Necip Fazıl Kısakürek
ANSIKLOPEDI
4/21/20252 min read


Necip Fazıl Kısakürek, Cumhuriyet devriminin temel felsefesi olan akılcılık, bilimcilik, laiklik ve çağdaşlaşma ilkelerine doğrudan karşı bir ideolojik hattın kültürel bayraktarlığını üstlenmiş isimlerin başında gelir. 1904 yılında İstanbul’da doğmuş; Darülfünun ve ardından Paris’te aldığı eğitime rağmen, bu birikimini ilerici ve devrimci bir zihniyete değil, metafizikçi ve mistik bir dünya görüşüne adamıştır. Cumhuriyet rejiminin çağdaşlaşma mücadelesine karşı, özellikle 1940’lardan itibaren din temelli bir "Büyük Doğu" ideolojisi çerçevesinde keskin bir karşı-propaganda yürütmüştür.
Necip Fazıl’ın esasen bir edebiyatçı olarak sahip olduğu yetenek, ideolojik önyargılarla örülü düşünce yapısının gölgesinde kalmıştır. Şiirlerinde estetik başarılar görülse de, fikir yazılarında tutarsızlık, komplocu yaklaşım ve tarihsel bağlamdan kopuk değerlendirmeler öne çıkar. Özellikle Cumhuriyet’in kurucu kadrolarına yönelik yazdığı metinlerde sıkça görülen hakaretamiz dil, onun fikir hayatını edebî derinlikten çok politik ajitasyonla yürüttüğünü ortaya koyar.
En büyük hedeflerinden biri Mustafa Kemal Atatürk olmuştur. Türkiye Cumhuriyeti'nin kurucusuna yönelik sistematik yıpratma girişimleri, sadece ideolojik bir muhalefetin değil, aynı zamanda Cumhuriyet devrimlerine duyulan tahammülsüzlüğün ürünüdür. Atatürk’ü tarihsel bağlamından kopartarak karalama çabasına girişen Necip Fazıl, bunu çoğu zaman belgelere değil, kişisel kanaatlere ve uydurulmuş anlatılara dayandırmıştır. Bu bağlamda, onun yazdıkları tarihî gerçeklikten çok ideolojik bir mitin ürünüdür.
“Büyük Doğu” hareketi, Türkiye’nin modernleşme çizgisinden sapmasını amaçlayan gerici bir düşünce sistemidir. Bu ideoloji, hilafetin kaldırılmasına, harf devrimine, laik eğitime ve kadın haklarının tanınmasına karşı açık bir reddiye niteliği taşır. Necip Fazıl, bu ideolojiyi adeta bir “manevi cihat” kisvesi altında yüceltmiş; Cumhuriyet’in özgürlükçü ve eşitlikçi değerlerine karşı Osmanlı nostaljisiyle bezenmiş bir teokrasi hayalini savunmuştur.

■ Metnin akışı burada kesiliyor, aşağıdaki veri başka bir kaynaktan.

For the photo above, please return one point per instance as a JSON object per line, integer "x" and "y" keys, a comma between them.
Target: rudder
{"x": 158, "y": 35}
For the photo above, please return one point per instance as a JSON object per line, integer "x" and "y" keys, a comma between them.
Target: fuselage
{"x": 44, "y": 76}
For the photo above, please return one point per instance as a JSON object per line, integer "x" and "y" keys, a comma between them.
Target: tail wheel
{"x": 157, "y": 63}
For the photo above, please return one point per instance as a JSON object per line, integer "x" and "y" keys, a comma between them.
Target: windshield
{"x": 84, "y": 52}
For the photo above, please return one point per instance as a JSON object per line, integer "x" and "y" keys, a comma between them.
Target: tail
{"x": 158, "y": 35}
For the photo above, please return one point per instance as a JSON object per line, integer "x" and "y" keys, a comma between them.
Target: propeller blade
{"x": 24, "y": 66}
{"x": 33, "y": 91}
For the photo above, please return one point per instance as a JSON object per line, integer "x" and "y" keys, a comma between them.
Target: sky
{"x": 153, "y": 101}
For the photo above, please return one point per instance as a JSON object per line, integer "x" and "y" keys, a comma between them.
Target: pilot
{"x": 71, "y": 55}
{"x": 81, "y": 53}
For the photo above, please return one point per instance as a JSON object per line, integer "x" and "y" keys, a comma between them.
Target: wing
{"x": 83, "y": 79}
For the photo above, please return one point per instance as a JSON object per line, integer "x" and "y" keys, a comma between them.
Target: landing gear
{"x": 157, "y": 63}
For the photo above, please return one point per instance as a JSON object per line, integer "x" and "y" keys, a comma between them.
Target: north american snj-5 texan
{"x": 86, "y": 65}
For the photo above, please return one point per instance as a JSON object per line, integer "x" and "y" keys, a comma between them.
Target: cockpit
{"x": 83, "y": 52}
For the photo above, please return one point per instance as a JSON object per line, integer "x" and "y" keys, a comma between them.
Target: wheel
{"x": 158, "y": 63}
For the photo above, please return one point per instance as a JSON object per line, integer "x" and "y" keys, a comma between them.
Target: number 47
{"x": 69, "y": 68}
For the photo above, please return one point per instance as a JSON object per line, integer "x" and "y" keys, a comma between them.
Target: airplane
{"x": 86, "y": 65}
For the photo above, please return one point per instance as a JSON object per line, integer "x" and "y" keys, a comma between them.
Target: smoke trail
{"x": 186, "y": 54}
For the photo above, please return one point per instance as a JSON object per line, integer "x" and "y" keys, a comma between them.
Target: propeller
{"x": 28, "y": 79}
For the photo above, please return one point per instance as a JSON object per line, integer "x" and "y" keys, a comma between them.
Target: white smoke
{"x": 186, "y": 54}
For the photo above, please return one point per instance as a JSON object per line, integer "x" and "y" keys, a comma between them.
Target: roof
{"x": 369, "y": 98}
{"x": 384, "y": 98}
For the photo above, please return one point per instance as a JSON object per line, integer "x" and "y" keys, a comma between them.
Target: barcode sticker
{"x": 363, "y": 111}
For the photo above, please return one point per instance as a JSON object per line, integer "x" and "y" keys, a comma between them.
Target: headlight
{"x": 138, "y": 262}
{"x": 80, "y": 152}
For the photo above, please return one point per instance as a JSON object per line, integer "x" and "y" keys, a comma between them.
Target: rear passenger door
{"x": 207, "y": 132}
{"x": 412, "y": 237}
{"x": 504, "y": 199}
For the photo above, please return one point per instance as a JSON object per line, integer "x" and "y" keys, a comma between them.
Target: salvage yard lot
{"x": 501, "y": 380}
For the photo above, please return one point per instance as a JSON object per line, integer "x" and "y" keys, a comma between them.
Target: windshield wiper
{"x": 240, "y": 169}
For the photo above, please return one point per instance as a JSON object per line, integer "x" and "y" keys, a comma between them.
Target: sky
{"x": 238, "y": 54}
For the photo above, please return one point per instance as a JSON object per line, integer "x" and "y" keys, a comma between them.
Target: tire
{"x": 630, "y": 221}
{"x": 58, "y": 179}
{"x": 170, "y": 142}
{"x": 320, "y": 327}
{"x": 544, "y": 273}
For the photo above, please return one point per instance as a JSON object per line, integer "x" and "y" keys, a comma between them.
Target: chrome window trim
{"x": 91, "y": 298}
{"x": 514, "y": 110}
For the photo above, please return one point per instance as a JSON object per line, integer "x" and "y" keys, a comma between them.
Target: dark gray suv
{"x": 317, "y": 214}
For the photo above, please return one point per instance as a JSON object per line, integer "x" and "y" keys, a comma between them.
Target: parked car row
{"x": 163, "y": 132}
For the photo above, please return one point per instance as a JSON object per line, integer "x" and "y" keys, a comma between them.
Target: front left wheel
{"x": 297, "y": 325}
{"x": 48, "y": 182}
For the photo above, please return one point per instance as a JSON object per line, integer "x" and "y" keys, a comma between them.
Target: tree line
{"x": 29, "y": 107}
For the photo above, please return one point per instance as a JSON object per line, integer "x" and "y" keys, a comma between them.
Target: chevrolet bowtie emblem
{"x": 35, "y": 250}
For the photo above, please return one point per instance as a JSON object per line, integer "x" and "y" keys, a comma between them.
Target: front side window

Devletin laik karakterine ve hukukun üstünlüğüne dayalı yapısına karşı ürettiği söylemler, Cumhuriyetin temelini sarsmaya yönelik “kültürel karşı-devrim” stratejisinin bir parçası olarak okunmalıdır. Özellikle gençlik üzerinde etkili olabilmek için maneviyatı öne çıkarırken; bireysel akılcılığa, sorgulayıcılığa ve bilimsel düşünceye düşmanlık beslemiş, halkı bu yolla Cumhuriyet’in kazanımlarından soğutmaya çalışmıştır.
Sonuç olarak Necip Fazıl Kısakürek, tarihsel olarak bir edebiyatçıdan çok, Kemalist devrimin karşısında konumlanmış ideolojik bir figür olarak değerlendirilmelidir. Cumhuriyet’in “fikri hür, vicdanı hür, irfanı hür” birey idealine karşı geliştirdiği fikirler; Türkiye’yi geçmişin dogmalarına mahkûm etmeyi hedefleyen karanlık bir yönelimin entelektüel cephesidir. O, bu yönüyle gericiliğin mürekkep damlalı bayrağını taşıyan, fakat halk egemenliğine dayanan çağdaş bir cumhuriyeti asla sindiremeyen bir zihniyetin ürünüdür.